The main challenge in treating high-risk neuroblastoma is to stop or control tumour spread and development of resistance to multiple chemotherapeutic drugs. Immunotherapy is one of the recent advances in our understanding how our immune system handles body invaders such as virosis, bacteria and now tumour cells. Immunotherapy holds great promise as a treatment option for neuroblastoma as well as for many adult cancers owing to the specificity of immune effector cells targeted to a tumour. Another advantage is a potential reduction in the systemic side effects observed with other forms of treatment.
Immunotherapeutic approaches for neuroblastoma include the use of chimeric antigen receptor (CAR) T cells against both L1-CAM and ganglioside 2 (GD2) cell surface antigens to promote host antitumor response. Anti-GD2 antibodies bind GD2 and cause cell death by activating both complement-dependent cytotoxicity (CDC) and AB-dependent cellular cytotoxicity (ADCC) from natural-killer cells.
Children with high-risk neuroblastoma is the most challenging group to treat. Current treatment strategy for this group consists of 3 treatment blocks:
induction: chemotherapy and primary tumour resection;
consolidation: high-dose chemotherapy with autologous stem-cell rescue and external-beam radiotherapy [XRT];
post-consolidation: anti–ganglioside 2 immunotherapy with cytokines and cis-retinoic acid.
Up to 50% of children that do respond experience disease recurrence with tumour resistant to multiple drugs and more aggressive behaviour that all too frequently results in death.
For the majority of children who do survive cancer, the battle is never over. Over 60% of long‐term childhood cancer survivors have a chronic illness as a consequence of the treatment; over 25% have a severe or life‐ threatening illness.

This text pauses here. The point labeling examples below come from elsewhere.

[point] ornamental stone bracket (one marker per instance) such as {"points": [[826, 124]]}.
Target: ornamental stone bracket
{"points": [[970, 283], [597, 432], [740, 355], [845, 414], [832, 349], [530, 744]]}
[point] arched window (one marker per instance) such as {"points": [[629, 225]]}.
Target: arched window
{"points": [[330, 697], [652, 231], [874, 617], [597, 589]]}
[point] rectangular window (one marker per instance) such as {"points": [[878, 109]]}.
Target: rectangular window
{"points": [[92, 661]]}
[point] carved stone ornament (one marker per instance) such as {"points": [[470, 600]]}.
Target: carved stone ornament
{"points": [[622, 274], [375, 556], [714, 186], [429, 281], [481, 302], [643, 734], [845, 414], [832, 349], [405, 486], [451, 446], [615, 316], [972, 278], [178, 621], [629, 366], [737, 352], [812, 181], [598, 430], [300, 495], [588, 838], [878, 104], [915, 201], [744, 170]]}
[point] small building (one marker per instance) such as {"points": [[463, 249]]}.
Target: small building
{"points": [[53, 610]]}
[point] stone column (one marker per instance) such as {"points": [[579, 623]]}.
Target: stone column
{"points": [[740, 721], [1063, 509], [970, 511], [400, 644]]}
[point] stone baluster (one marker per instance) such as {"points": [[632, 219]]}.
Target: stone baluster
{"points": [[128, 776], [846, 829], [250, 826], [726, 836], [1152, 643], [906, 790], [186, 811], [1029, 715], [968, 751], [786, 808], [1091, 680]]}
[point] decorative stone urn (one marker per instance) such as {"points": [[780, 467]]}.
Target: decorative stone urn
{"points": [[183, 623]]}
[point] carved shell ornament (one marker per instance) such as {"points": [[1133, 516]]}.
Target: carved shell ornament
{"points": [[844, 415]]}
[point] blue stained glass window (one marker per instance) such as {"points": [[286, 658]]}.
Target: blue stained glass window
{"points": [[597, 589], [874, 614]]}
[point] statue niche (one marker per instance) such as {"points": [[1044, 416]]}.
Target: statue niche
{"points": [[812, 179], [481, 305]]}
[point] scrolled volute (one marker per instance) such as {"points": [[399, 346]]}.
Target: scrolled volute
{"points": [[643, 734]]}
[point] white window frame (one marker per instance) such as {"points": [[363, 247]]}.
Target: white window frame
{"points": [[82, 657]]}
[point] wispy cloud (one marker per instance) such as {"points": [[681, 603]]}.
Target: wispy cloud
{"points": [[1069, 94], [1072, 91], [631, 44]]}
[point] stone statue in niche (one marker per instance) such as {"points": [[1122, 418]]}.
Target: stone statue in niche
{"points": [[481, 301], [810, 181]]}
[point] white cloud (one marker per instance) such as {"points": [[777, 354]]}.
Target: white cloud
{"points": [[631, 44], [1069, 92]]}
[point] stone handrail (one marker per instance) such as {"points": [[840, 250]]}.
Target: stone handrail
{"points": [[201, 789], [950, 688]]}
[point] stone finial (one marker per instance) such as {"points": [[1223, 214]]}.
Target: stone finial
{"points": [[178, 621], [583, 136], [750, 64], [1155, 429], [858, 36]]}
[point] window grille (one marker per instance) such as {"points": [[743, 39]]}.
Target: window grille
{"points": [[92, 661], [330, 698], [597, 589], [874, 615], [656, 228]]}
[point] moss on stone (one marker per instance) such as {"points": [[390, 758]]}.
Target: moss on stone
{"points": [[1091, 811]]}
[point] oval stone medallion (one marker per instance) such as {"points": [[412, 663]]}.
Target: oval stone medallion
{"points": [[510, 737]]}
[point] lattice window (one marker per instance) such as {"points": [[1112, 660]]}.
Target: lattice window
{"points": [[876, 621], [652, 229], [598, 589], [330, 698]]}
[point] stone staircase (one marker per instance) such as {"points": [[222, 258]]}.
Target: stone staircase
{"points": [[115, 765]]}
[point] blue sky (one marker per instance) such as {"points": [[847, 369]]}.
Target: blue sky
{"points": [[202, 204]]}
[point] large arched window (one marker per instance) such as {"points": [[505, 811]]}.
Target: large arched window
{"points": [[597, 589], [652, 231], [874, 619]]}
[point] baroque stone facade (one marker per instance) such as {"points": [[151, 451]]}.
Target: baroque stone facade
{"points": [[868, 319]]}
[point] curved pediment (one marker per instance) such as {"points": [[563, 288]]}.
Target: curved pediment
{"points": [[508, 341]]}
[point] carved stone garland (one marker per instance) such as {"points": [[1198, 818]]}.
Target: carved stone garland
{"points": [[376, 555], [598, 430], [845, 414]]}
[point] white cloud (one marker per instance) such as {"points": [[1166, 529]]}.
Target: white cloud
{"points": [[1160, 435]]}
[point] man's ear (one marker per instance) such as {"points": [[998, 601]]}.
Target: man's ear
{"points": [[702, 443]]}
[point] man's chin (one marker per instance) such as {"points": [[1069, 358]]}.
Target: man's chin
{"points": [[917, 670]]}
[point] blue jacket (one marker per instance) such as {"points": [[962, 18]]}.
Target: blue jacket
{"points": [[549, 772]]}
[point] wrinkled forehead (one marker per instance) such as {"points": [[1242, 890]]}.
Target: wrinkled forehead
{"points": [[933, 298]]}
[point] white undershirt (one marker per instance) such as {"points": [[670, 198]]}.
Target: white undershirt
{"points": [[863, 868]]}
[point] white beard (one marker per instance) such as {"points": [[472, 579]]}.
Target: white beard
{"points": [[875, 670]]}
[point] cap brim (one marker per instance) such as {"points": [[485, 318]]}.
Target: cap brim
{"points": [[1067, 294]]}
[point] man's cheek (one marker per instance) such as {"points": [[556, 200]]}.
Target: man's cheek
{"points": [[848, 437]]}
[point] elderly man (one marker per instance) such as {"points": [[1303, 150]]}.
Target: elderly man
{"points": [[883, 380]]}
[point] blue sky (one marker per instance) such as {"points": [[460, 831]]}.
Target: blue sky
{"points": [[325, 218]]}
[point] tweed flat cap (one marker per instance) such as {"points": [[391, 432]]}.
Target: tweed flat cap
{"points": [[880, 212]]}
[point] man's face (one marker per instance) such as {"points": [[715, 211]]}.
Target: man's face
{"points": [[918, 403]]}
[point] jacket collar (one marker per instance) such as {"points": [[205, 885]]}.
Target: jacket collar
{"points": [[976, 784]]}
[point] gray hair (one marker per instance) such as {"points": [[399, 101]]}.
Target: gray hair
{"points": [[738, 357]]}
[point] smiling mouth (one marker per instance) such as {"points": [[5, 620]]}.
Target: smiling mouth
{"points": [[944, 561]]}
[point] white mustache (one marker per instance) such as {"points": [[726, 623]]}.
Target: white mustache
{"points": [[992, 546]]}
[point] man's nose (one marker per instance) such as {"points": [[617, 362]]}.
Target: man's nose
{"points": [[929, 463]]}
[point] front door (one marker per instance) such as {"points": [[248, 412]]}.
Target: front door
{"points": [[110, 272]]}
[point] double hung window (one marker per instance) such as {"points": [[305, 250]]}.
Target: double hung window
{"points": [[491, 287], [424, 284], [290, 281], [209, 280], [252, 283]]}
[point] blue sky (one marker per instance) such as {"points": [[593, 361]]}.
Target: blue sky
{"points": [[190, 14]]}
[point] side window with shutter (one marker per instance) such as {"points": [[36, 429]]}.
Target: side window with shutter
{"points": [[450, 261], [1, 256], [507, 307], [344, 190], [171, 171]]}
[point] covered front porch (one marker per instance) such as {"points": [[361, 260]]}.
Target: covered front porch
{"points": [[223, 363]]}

To be able to guide the treatment of neuroblastoma patients, doctors have developed a number of classification systems. Although sharing common features, they slightly vary by medical center, country and continents making direct comparisons of treatment results difficult. Doctors and scientists are trying to consolidate all systems in one in order to evaluate treatments in the past, currently ongoing and in the future.
Scientists have suggested a newer risk group classification system, the International Neuroblastoma Risk Group (INRG) classification that would incorporate the best knowledge gained and recent advancements in the disease imaging and neuroblastoma molecular diagnostics. This system is based on imaging criteria using the image-defined risk factors (IDRFs) and the prognostic factors such as:
The child’s age
Tumour histology (the tumour appearance under the microscope)
The presence or absence of MYCN gene amplification
Certain changes in chromosome 11 (known as an 11q aberration)
DNA ploidy (the total number of chromosomes in the tumour cells)
Using these factors the INRG classification put children into 16 different pre-treatment groups (lettered A through R). Each of these pretreatment groups is within 1 of 4 overall risk groups:
Very low risk (A, B, C)
Low risk (D, E, F)
Intermediate risk (G, H, I, J)
High risk (K, N, O, P, Q, R)
This system has not yet become common across all medical centers, but it is being researched in new treatment protocols.
Doctors and scientists are planning to improve the INRG classification system by incorporating other molecular diagnostics data such as profiles of the neuroblastoma genome (DNA), transcriptome (RNA), and epigenome* in order to make precise prognostication even better.
Neuroblastoma is a childhood cancer. The word neuroblastoma consists of two words neuro and blastoma.The term neuro refers to nerves, blastoma – to a cancer of immature cells.
It starts in some types of nerve cells during embryo development.transforming immature nerve cells into cancerous cells. This type of cancer occurs most often in infants and young children mostly under the age of 5 years old.
Neuroblastomas behave very differently:
Cells can grow and spread quickly,
Cells can grow slowly
Cells can die for no reason, so a tumour goes away on its own.